A few days after the bus attack, unknown assailants hurled grenades into the dormitory of an Islamic boarding school in Songkhla province, killing three Thai-Muslim students aged 12, 14 and 17. Angry villagers barred the police from entering the crime scene, and blamed the security forces for carrying out the attack in revenge for the commuter van attack. Later that day, in an incident widely viewed as a tit-for-tat response, insurgents opened fire on a pick-up truck carrying 19 Thai-Buddhist females, killing three.

As the violence escalates, Thai-Buddhists in the south are increasingly forming armed militias to protect their villages. This is being actively supported by Bangkok and the Thai royal family. Analysts, however, fear that this trend will inevitably result in Thai-Buddhists taking the law into their own hands. A harbinger of things to come took place on April 9, when village defense volunteers in Yala opened fire on a pick-up truck carrying Thai-Muslims returning from the funeral of a village headman killed earlier in the day: two 12 year-old boys and two 25 year-old university students were killed. The army initially blamed insurgents for the attack, but then admitted that defense volunteers had opened fire because “insurgent sympathizers” inside the truck had provoked them with verbal taunts and by throwing stones. Following the deaths, local villagers staged angry protests and called on the authorities to punish those responsible.
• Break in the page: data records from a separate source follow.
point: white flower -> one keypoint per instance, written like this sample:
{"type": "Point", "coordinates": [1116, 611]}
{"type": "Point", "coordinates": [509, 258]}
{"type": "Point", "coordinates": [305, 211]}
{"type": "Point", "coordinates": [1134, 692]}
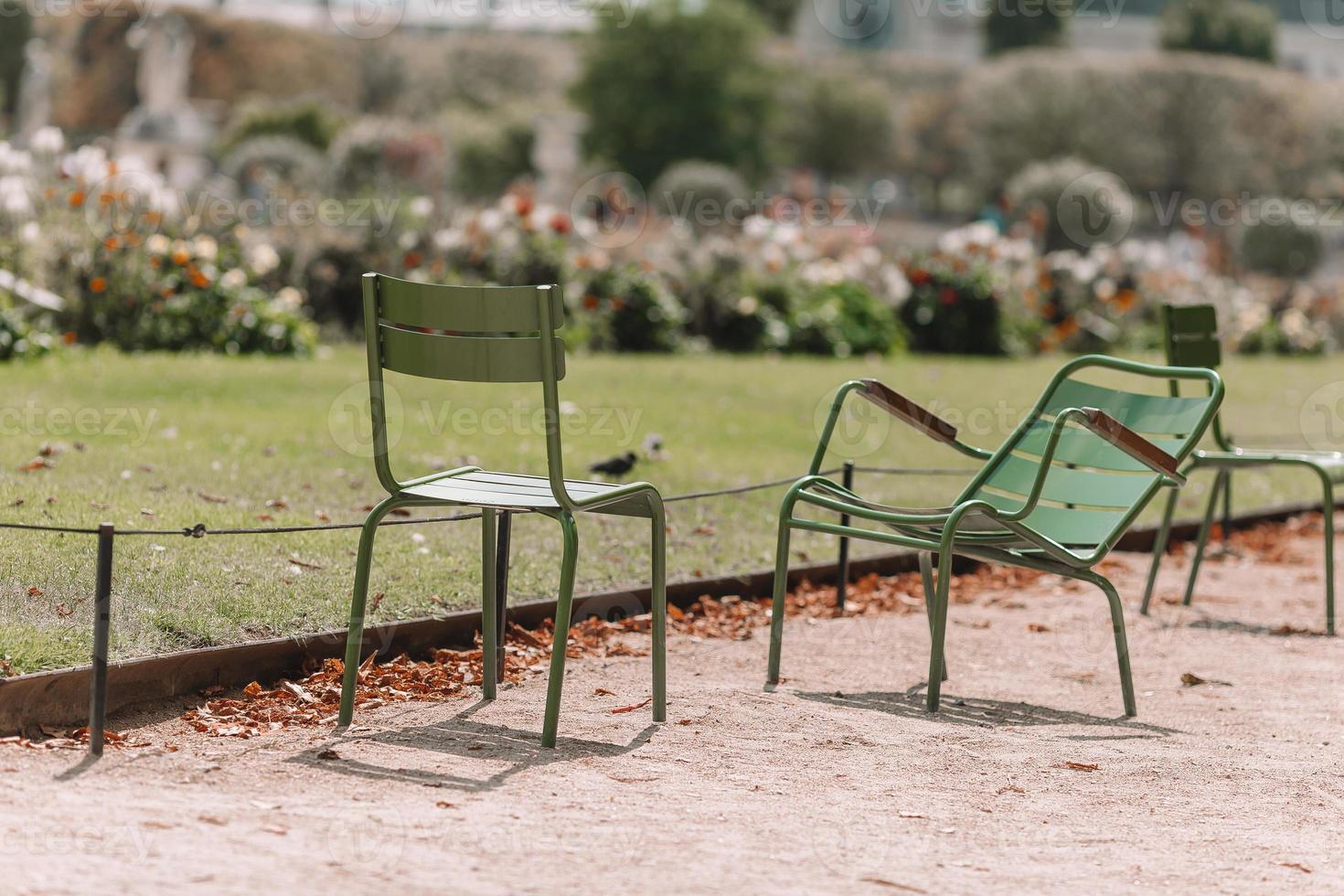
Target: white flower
{"type": "Point", "coordinates": [422, 206]}
{"type": "Point", "coordinates": [48, 142]}
{"type": "Point", "coordinates": [262, 258]}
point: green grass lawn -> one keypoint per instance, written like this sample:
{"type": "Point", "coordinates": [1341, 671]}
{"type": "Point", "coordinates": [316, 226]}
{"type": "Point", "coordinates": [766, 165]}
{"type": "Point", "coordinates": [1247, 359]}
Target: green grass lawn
{"type": "Point", "coordinates": [162, 441]}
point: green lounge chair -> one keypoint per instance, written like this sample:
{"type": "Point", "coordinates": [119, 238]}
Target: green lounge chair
{"type": "Point", "coordinates": [1055, 496]}
{"type": "Point", "coordinates": [499, 335]}
{"type": "Point", "coordinates": [1191, 336]}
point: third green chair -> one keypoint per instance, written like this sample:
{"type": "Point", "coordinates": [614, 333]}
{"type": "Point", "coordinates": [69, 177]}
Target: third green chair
{"type": "Point", "coordinates": [1191, 336]}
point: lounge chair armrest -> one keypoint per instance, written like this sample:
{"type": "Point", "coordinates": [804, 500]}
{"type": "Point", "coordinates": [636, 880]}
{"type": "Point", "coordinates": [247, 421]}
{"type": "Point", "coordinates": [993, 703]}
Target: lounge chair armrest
{"type": "Point", "coordinates": [1132, 443]}
{"type": "Point", "coordinates": [903, 409]}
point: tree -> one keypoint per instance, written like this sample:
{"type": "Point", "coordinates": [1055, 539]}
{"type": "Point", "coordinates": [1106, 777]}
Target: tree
{"type": "Point", "coordinates": [1229, 27]}
{"type": "Point", "coordinates": [672, 85]}
{"type": "Point", "coordinates": [840, 126]}
{"type": "Point", "coordinates": [15, 31]}
{"type": "Point", "coordinates": [1012, 25]}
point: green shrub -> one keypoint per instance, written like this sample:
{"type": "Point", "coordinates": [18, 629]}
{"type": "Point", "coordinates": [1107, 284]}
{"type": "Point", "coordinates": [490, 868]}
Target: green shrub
{"type": "Point", "coordinates": [306, 121]}
{"type": "Point", "coordinates": [1012, 25]}
{"type": "Point", "coordinates": [1280, 245]}
{"type": "Point", "coordinates": [672, 83]}
{"type": "Point", "coordinates": [952, 308]}
{"type": "Point", "coordinates": [843, 320]}
{"type": "Point", "coordinates": [15, 31]}
{"type": "Point", "coordinates": [20, 340]}
{"type": "Point", "coordinates": [700, 192]}
{"type": "Point", "coordinates": [1230, 27]}
{"type": "Point", "coordinates": [1083, 205]}
{"type": "Point", "coordinates": [489, 152]}
{"type": "Point", "coordinates": [839, 125]}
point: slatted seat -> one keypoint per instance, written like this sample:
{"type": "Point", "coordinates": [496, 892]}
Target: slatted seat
{"type": "Point", "coordinates": [491, 335]}
{"type": "Point", "coordinates": [515, 492]}
{"type": "Point", "coordinates": [1191, 337]}
{"type": "Point", "coordinates": [1055, 496]}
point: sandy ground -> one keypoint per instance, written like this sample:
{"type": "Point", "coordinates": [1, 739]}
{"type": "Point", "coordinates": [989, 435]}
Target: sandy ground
{"type": "Point", "coordinates": [1029, 781]}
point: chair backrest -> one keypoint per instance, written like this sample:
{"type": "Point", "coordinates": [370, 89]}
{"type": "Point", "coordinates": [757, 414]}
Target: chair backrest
{"type": "Point", "coordinates": [1094, 491]}
{"type": "Point", "coordinates": [460, 334]}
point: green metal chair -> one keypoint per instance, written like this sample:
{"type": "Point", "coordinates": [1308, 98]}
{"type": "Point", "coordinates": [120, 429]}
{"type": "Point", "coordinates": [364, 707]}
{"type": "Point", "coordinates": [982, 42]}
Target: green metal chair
{"type": "Point", "coordinates": [491, 335]}
{"type": "Point", "coordinates": [1191, 336]}
{"type": "Point", "coordinates": [1054, 497]}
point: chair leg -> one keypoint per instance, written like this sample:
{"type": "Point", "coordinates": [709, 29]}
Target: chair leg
{"type": "Point", "coordinates": [660, 615]}
{"type": "Point", "coordinates": [555, 686]}
{"type": "Point", "coordinates": [1220, 481]}
{"type": "Point", "coordinates": [940, 627]}
{"type": "Point", "coordinates": [502, 551]}
{"type": "Point", "coordinates": [926, 575]}
{"type": "Point", "coordinates": [1164, 534]}
{"type": "Point", "coordinates": [781, 589]}
{"type": "Point", "coordinates": [1117, 623]}
{"type": "Point", "coordinates": [1328, 508]}
{"type": "Point", "coordinates": [355, 640]}
{"type": "Point", "coordinates": [489, 617]}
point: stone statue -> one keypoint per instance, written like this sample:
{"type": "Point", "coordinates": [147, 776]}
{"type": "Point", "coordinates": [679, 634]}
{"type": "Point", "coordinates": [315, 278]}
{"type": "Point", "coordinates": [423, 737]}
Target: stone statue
{"type": "Point", "coordinates": [163, 77]}
{"type": "Point", "coordinates": [34, 101]}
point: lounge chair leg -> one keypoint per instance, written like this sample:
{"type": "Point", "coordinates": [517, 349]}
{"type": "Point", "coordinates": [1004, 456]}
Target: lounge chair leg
{"type": "Point", "coordinates": [781, 589]}
{"type": "Point", "coordinates": [355, 640]}
{"type": "Point", "coordinates": [502, 552]}
{"type": "Point", "coordinates": [1117, 623]}
{"type": "Point", "coordinates": [940, 627]}
{"type": "Point", "coordinates": [489, 604]}
{"type": "Point", "coordinates": [555, 686]}
{"type": "Point", "coordinates": [1164, 534]}
{"type": "Point", "coordinates": [1220, 481]}
{"type": "Point", "coordinates": [1328, 508]}
{"type": "Point", "coordinates": [926, 574]}
{"type": "Point", "coordinates": [660, 615]}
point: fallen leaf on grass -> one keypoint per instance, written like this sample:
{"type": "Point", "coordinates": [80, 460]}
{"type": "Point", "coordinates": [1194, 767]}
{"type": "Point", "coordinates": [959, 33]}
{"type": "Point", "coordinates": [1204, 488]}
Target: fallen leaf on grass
{"type": "Point", "coordinates": [632, 707]}
{"type": "Point", "coordinates": [1296, 867]}
{"type": "Point", "coordinates": [1191, 680]}
{"type": "Point", "coordinates": [891, 884]}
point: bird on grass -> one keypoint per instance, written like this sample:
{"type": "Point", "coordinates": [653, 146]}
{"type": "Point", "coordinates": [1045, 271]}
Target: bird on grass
{"type": "Point", "coordinates": [615, 466]}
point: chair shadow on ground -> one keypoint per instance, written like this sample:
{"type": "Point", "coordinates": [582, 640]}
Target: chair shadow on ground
{"type": "Point", "coordinates": [984, 713]}
{"type": "Point", "coordinates": [463, 738]}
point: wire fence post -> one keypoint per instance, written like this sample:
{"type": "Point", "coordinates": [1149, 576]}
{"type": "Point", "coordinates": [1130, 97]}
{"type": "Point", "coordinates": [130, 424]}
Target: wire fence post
{"type": "Point", "coordinates": [843, 566]}
{"type": "Point", "coordinates": [101, 624]}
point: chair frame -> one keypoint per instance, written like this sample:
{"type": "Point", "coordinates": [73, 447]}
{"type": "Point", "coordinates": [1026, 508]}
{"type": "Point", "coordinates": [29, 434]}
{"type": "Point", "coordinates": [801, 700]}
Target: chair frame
{"type": "Point", "coordinates": [1191, 336]}
{"type": "Point", "coordinates": [438, 315]}
{"type": "Point", "coordinates": [944, 529]}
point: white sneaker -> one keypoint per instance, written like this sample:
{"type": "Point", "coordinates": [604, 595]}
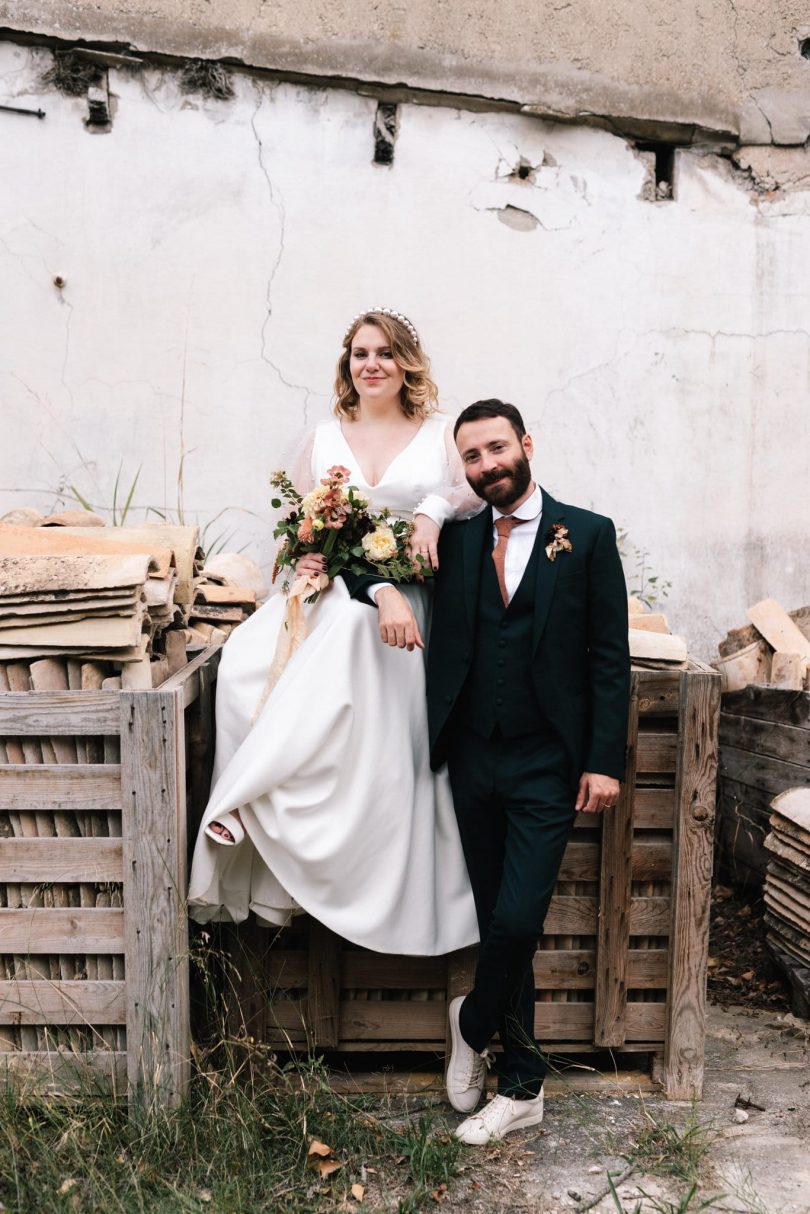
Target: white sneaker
{"type": "Point", "coordinates": [500, 1116]}
{"type": "Point", "coordinates": [466, 1071]}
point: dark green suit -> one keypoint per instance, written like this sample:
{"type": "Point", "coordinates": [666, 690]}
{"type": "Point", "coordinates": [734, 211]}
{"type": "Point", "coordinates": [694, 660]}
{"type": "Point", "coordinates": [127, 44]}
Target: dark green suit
{"type": "Point", "coordinates": [521, 701]}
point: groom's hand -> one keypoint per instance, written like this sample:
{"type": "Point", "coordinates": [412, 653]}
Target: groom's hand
{"type": "Point", "coordinates": [596, 793]}
{"type": "Point", "coordinates": [397, 622]}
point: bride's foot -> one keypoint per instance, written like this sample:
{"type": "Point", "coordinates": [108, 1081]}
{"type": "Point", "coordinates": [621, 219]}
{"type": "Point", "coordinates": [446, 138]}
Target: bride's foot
{"type": "Point", "coordinates": [226, 829]}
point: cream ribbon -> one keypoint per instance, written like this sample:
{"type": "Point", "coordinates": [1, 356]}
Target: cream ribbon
{"type": "Point", "coordinates": [292, 633]}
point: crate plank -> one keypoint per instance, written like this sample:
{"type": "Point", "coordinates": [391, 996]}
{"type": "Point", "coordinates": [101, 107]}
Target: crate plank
{"type": "Point", "coordinates": [770, 738]}
{"type": "Point", "coordinates": [658, 692]}
{"type": "Point", "coordinates": [323, 985]}
{"type": "Point", "coordinates": [691, 886]}
{"type": "Point", "coordinates": [657, 752]}
{"type": "Point", "coordinates": [58, 712]}
{"type": "Point", "coordinates": [153, 827]}
{"type": "Point", "coordinates": [769, 704]}
{"type": "Point", "coordinates": [33, 930]}
{"type": "Point", "coordinates": [615, 881]}
{"type": "Point", "coordinates": [60, 787]}
{"type": "Point", "coordinates": [62, 1003]}
{"type": "Point", "coordinates": [30, 861]}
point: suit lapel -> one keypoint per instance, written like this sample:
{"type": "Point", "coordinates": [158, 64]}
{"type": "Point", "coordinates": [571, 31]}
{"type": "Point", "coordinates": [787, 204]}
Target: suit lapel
{"type": "Point", "coordinates": [475, 537]}
{"type": "Point", "coordinates": [547, 571]}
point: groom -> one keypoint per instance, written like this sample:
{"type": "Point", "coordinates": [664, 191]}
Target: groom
{"type": "Point", "coordinates": [527, 702]}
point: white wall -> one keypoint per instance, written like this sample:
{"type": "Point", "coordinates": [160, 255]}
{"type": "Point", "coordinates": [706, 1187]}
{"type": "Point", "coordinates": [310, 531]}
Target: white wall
{"type": "Point", "coordinates": [214, 253]}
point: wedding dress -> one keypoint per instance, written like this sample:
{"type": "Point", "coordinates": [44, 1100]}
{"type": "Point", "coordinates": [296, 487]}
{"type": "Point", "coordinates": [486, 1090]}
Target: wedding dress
{"type": "Point", "coordinates": [343, 817]}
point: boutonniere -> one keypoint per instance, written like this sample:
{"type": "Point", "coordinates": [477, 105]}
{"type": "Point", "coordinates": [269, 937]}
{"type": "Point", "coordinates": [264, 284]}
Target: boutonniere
{"type": "Point", "coordinates": [556, 540]}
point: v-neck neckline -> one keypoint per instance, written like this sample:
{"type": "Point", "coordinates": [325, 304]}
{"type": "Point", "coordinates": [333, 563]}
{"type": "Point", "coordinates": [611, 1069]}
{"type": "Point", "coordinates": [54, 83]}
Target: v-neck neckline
{"type": "Point", "coordinates": [391, 463]}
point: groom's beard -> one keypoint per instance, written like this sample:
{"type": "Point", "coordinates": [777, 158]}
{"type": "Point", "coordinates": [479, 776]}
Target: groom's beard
{"type": "Point", "coordinates": [504, 486]}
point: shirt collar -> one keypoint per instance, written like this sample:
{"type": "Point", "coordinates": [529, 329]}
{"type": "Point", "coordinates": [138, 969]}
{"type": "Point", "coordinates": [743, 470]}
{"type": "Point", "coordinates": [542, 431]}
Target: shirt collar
{"type": "Point", "coordinates": [531, 509]}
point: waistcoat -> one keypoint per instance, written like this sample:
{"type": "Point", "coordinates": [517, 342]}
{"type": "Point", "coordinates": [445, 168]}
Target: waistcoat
{"type": "Point", "coordinates": [499, 692]}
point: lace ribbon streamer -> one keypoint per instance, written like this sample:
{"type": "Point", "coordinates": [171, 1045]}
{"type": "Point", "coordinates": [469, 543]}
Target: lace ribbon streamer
{"type": "Point", "coordinates": [292, 633]}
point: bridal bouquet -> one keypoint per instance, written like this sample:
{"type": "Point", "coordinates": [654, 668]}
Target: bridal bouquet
{"type": "Point", "coordinates": [335, 520]}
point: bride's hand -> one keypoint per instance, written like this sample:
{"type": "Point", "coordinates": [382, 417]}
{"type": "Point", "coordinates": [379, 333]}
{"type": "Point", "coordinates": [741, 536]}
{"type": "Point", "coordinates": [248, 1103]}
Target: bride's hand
{"type": "Point", "coordinates": [398, 624]}
{"type": "Point", "coordinates": [424, 540]}
{"type": "Point", "coordinates": [311, 563]}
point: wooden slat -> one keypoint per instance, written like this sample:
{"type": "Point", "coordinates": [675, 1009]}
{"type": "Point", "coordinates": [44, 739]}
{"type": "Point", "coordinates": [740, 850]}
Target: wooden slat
{"type": "Point", "coordinates": [691, 886]}
{"type": "Point", "coordinates": [60, 712]}
{"type": "Point", "coordinates": [653, 809]}
{"type": "Point", "coordinates": [769, 704]}
{"type": "Point", "coordinates": [153, 827]}
{"type": "Point", "coordinates": [32, 861]}
{"type": "Point", "coordinates": [323, 985]}
{"type": "Point", "coordinates": [60, 787]}
{"type": "Point", "coordinates": [577, 969]}
{"type": "Point", "coordinates": [34, 930]}
{"type": "Point", "coordinates": [766, 738]}
{"type": "Point", "coordinates": [650, 860]}
{"type": "Point", "coordinates": [760, 771]}
{"type": "Point", "coordinates": [62, 1003]}
{"type": "Point", "coordinates": [377, 970]}
{"type": "Point", "coordinates": [616, 878]}
{"type": "Point", "coordinates": [658, 692]}
{"type": "Point", "coordinates": [55, 1072]}
{"type": "Point", "coordinates": [657, 752]}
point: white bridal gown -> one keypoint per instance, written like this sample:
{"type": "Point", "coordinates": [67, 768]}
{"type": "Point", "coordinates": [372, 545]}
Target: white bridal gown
{"type": "Point", "coordinates": [343, 816]}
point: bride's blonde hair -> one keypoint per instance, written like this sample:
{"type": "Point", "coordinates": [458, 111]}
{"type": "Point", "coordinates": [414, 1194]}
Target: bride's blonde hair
{"type": "Point", "coordinates": [419, 395]}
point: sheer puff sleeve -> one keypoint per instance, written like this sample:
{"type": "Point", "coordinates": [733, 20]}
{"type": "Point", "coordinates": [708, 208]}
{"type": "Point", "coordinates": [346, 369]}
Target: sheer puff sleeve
{"type": "Point", "coordinates": [454, 499]}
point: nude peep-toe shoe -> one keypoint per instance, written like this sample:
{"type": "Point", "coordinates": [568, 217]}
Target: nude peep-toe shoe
{"type": "Point", "coordinates": [232, 824]}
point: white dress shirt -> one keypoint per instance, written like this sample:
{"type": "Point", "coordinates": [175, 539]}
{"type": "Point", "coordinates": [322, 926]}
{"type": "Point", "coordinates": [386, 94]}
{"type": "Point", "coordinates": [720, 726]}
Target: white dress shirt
{"type": "Point", "coordinates": [521, 539]}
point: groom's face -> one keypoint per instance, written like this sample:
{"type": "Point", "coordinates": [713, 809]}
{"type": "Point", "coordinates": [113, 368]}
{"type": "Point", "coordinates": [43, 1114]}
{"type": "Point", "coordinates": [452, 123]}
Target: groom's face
{"type": "Point", "coordinates": [496, 460]}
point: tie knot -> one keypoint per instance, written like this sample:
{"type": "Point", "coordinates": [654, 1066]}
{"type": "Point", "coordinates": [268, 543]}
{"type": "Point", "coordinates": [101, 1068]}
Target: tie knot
{"type": "Point", "coordinates": [503, 526]}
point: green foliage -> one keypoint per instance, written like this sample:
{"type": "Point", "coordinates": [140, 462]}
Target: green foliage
{"type": "Point", "coordinates": [649, 586]}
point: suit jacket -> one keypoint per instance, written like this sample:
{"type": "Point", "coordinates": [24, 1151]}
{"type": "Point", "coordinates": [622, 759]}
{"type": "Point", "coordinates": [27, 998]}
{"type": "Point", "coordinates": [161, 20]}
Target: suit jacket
{"type": "Point", "coordinates": [579, 659]}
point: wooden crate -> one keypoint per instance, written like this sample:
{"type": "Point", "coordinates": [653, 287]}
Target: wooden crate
{"type": "Point", "coordinates": [622, 963]}
{"type": "Point", "coordinates": [764, 749]}
{"type": "Point", "coordinates": [94, 957]}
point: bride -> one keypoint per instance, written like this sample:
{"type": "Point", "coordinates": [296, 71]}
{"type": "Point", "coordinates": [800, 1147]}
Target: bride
{"type": "Point", "coordinates": [327, 804]}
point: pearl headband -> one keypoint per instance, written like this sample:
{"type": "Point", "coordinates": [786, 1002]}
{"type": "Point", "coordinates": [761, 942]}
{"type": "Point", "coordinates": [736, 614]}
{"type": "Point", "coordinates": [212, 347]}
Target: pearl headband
{"type": "Point", "coordinates": [389, 312]}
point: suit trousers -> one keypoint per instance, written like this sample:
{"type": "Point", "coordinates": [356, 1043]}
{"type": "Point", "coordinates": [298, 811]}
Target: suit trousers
{"type": "Point", "coordinates": [515, 807]}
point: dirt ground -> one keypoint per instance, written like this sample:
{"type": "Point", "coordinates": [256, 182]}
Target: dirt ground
{"type": "Point", "coordinates": [668, 1157]}
{"type": "Point", "coordinates": [758, 1166]}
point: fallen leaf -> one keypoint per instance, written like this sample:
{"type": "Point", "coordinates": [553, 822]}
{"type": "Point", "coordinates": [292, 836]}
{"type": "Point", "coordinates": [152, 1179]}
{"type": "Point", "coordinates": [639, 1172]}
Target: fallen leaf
{"type": "Point", "coordinates": [326, 1167]}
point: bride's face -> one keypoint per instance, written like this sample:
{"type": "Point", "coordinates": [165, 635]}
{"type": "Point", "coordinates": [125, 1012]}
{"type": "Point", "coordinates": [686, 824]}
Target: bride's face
{"type": "Point", "coordinates": [375, 375]}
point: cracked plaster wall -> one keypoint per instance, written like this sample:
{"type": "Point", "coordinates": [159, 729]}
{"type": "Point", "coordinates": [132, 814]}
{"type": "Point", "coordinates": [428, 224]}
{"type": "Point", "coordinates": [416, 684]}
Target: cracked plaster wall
{"type": "Point", "coordinates": [730, 67]}
{"type": "Point", "coordinates": [213, 254]}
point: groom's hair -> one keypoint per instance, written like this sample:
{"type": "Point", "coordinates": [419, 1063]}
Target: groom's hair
{"type": "Point", "coordinates": [492, 408]}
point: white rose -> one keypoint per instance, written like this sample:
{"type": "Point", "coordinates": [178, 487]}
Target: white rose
{"type": "Point", "coordinates": [380, 544]}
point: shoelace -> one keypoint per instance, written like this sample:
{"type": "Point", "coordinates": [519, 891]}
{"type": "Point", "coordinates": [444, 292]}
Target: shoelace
{"type": "Point", "coordinates": [492, 1115]}
{"type": "Point", "coordinates": [479, 1065]}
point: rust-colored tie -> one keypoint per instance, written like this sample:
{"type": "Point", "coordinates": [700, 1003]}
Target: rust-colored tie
{"type": "Point", "coordinates": [503, 526]}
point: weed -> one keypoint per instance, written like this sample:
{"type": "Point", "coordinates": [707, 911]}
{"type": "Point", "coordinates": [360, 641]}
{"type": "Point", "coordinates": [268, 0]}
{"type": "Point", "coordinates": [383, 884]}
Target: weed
{"type": "Point", "coordinates": [670, 1150]}
{"type": "Point", "coordinates": [663, 1206]}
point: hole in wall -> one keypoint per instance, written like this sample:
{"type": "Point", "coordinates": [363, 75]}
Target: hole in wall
{"type": "Point", "coordinates": [385, 132]}
{"type": "Point", "coordinates": [663, 158]}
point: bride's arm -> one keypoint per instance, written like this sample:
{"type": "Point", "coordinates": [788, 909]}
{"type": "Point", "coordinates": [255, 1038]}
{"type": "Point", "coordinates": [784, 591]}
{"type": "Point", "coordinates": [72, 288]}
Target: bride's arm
{"type": "Point", "coordinates": [454, 499]}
There have been, however, several positive developments. On March 28, the police and army raided a village in Narathiwat, arresting 11 suspected militants and seizing M-16 rifles, shotguns, various small arms and bomb-making materials. Earlier, as part of an ongoing effort to improve security cooperation between Thailand and Malaysia, the foreign ministers of both countries agreed to build a bridge between Narathiwat and Kelantan state in Malaysia to better monitor and regulate border crossings, and also agreed to step-up joint border patrols between the Thai and Malaysian armed forces (Terrorism Monitor, March 15).

Despite these developments, the overall situation in the south remains dire. Coup leader General Sonthi Boonyaratglin has admitted that the violence has intensified post-coup and that the security services have still not been able to identify the ringleaders behind the violence. Moreover, in a frank admission to the press, the prime minister’s security adviser, General Wantanchai Chaimuanwong, said that the insurgents were being influenced by al-Qaeda and the Taliban “with the goal of creating a pure Islamic state” (Straits Times, March 21). With no break in the violence in sight, the government has extended the emergency decree in the three provinces by three months, from April 19 to July 19. The decree gives the security services widespread powers to arrest and detain suspects and grants them immunity from prosecution. Nevertheless, a report released by Human Rights Watch Asia on April 18 warned that the “impunity of government forces” together with poorly trained and abusive militias were fueling the insurgency.